In the National Geographic Channel's "America vs. Iraq," which aired Monday, Powell revealed that he asked for a private meeting with Bush and told the president, "'We're going to have to do something either diplomatically or through the UN. If we use military force, we are going to need allies, people who will support us.'"
"I said 'I recommend you take it to the UN. They are the aggrieved party. It's their resolutions that have been offended,'" Powell recalled in the documentary.
Powell said he convinced Bush to get a new UN resolution demanding the return of the weapons inspectors Saddam Hussein had expelled four years earlier.
But Powell claimed that Cheney was not happy about the decision.
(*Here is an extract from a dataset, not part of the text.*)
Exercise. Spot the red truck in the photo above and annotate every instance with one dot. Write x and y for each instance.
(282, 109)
He said the vice president made that clear in a speech on Aug. 26, 2002, when he argued that Saddam had "perfected the game of cheat and retreat" and would fool inspectors looking for weapons of mass destruction.
"In his speech, he effectively shot down the proposal, shot down what we were getting ready to do," Powell said. "The UN couldn't do this, it was probably a waste of time. Everything that you shouldn't have said, in my humble judgment, with respect to a decision the President had made."
Paul Mitchell, executive producer of "America vs. Iraq,"
told HuffPost Live Monday he believes Powell when he says he opposed the war.
"I think he was in a very, very difficult position," Mitchell said of Powell. "As far as I can tell, he did make the arguments in private, trying to make the policy better."